Since there are a lot of keywords present, let’s generate a word cloud from the keywords.

from wordcloud import WordCloud
import matplotlib.pyplot as plt
import numpy as np


# Flatten the list of lists into a single list
flattened_data = [word for sublist in keywords for word in sublist]


# Convert the list into a space-separated string
text = " ".join(flattened_data)


# Generate the word cloud
wordcloud = WordCloud(width=800, height=400, background_color="white").generate(text)


# Display the word cloud using matplotlib
plt.figure(figsize=(10, 5))
plt.imshow(wordcloud, interpolation="bilinear")
plt.axis("off")
plt.show()

We can clearly see what the customers are talking about.
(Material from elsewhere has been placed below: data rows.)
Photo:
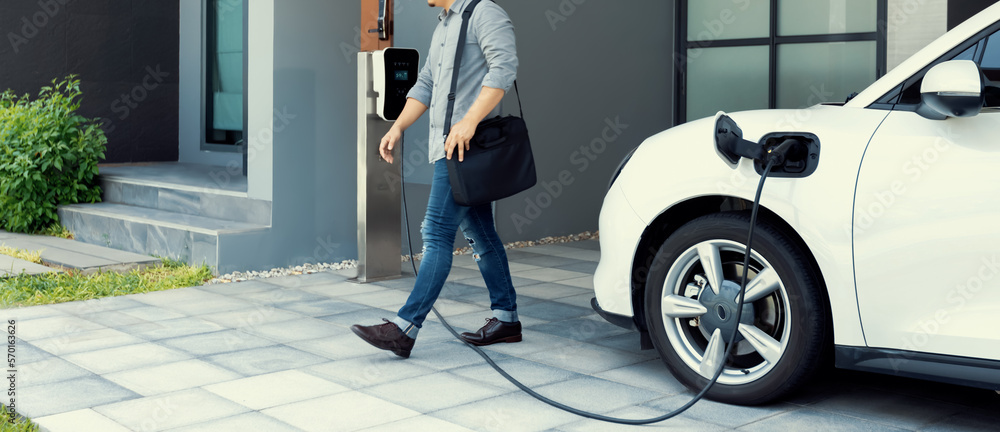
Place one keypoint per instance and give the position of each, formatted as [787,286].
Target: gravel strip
[350,264]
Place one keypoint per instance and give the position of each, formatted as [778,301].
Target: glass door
[224,73]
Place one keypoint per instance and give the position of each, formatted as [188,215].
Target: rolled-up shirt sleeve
[496,38]
[422,90]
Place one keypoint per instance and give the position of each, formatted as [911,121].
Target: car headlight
[621,166]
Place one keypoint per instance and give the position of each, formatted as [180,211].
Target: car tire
[784,325]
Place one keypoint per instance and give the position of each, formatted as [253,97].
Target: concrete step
[83,257]
[176,197]
[188,238]
[10,267]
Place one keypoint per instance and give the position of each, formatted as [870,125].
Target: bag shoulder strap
[462,36]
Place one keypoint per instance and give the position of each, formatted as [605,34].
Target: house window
[751,54]
[224,62]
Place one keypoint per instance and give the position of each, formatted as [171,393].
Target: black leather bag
[499,162]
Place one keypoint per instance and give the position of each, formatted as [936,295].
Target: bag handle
[459,52]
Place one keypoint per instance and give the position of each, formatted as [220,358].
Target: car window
[985,52]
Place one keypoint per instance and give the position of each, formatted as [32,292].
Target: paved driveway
[277,355]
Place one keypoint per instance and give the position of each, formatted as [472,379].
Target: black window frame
[891,100]
[772,42]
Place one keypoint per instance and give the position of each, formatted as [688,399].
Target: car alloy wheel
[691,302]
Key takeaways are friendly staff, service, understaffed, leadership, wait time, expensive, teamwork, slow etc.

Now let’s check one more state which is Arkansas

arkansas_reviews = df[df.state == “AR”][‘review’].tolist()
keywords = kw_model.extract_keywords(arkansas_reviews)

Wordcloud:

Key takeaways are drive thru, fast, complaint, location, customer service, good taste, wait time, excellent, friendly, parking etc.

Conclusion

In the era of information overload, efficient methods of extracting essential information from a sea of data are invaluable. Mistral 7B, an open source 7B language model, can be a game-changer when it comes to distilling key insights from Starbucks reviews.

By utilizing its powerful natural language processing capabilities, we can extract and present essential keywords that enable consumers and businesses to make informed decisions.

Whether you’re a shopper looking for the best product or a business aiming to understand customer sentiments, Mistral 7B’s capabilities in keyword extraction open up new possibilities for efficient data analysis and decision-making.

As online shopping continues to grow, extracting valuable insights from customer reviews is more critical than ever.

Mistral 7B and similar local models offer a compelling solution to enhance our understanding of consumer sentiments and preferences.

So, next time you read a Starbucks review, keep in mind the technology working behind the scenes to bring you the most critical takeaways.

The above mentioned code is available in my Github Repository.

Hope you learned something new today, Happy Learning!